This fermented wheat bran is then used in a composting bucket to pickle and preserve the organic matter you place inside. This differs from normal composting methods in that you don’t need to include paper and other fibrous matter, and that you can compost meats and fish, and other things you wouldn’t normally use due to vermin and odors.
Once the bucket is filled, it is sealed up and allowed to ferment for two weeks. Ideally you would be working on filling a second bucket during this time.
As the bucket sits you must use the spigot to drain away the liquid every 48 hours. The liquid can be diluted with water and used as a plant fertilizer or poured down the drain–especially helpful if you have a septic tank.
Once the two weeks if over you are ready to bury your compost. Dig a trench in the garden, or place directly into your compost pile. You won’t be able to plant directly on top of the site for at least a month, but if you place the bokashi compost down the center of two rows it will feed the rows as the matter decomposes.
Why use bokashi? For several reasons. Mainly, with bokashi and a bucket fermenter you can turn more kitchen waste in to useable compost. Things like meat scrapes, bones, and fish which normally aren’t composted become viable materials. Secondly, the time frame. Rich organic compost and bioactive soil can be achieved within a month and a half rather than 3 or more months of turning a compost pile.

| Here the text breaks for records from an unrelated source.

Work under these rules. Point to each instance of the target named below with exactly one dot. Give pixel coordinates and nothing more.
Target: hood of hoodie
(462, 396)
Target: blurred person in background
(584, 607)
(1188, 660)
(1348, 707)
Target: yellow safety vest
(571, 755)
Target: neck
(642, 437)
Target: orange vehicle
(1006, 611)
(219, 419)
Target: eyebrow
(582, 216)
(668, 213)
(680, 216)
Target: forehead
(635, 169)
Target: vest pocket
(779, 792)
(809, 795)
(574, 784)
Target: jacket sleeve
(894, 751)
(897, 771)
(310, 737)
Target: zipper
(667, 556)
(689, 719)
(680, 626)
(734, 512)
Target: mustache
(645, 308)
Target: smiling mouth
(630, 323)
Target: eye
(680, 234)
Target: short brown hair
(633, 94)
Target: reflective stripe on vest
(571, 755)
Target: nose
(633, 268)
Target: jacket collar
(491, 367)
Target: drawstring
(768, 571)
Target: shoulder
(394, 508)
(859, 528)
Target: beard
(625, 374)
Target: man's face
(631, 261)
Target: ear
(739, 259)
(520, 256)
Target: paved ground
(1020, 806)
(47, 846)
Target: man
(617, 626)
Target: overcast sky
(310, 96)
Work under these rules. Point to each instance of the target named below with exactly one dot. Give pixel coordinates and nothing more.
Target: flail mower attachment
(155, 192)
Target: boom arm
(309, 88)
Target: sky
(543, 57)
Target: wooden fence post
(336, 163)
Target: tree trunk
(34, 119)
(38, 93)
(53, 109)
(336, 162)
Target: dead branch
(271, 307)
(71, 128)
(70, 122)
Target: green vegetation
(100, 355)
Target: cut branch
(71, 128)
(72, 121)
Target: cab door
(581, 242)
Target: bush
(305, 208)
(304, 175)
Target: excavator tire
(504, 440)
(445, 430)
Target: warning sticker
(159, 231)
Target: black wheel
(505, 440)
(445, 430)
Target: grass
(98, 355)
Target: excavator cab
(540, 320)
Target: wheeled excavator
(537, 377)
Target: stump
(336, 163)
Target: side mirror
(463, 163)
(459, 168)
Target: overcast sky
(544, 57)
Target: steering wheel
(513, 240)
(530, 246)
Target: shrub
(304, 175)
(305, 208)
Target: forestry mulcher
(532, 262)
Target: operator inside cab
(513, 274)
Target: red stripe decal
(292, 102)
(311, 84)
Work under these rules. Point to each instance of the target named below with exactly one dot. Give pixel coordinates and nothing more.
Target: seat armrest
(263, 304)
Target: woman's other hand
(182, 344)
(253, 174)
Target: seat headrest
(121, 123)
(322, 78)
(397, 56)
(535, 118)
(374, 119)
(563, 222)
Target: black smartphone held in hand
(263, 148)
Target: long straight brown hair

In addition, infusing your soil with all of these additional microbes you can combat putrid soil conditions and many of the fungi and bugs which thrive in less than ideal situations.
But wait, that’s not all. . . .The wheat bran bokashi can be used as an animal feed. We’ve just begun to feed it to our chickens with the hopeful results that their excrement will smell less, and break down quicker in the soil. It should also help keep the chickens digestive tracks working smoothly and lead to less health problems which should make them better laying hens–not to mention possible resistance to avian flu. It certainly hasn’t seemed to hurt them any. We’ll keep you informed of how it’s going.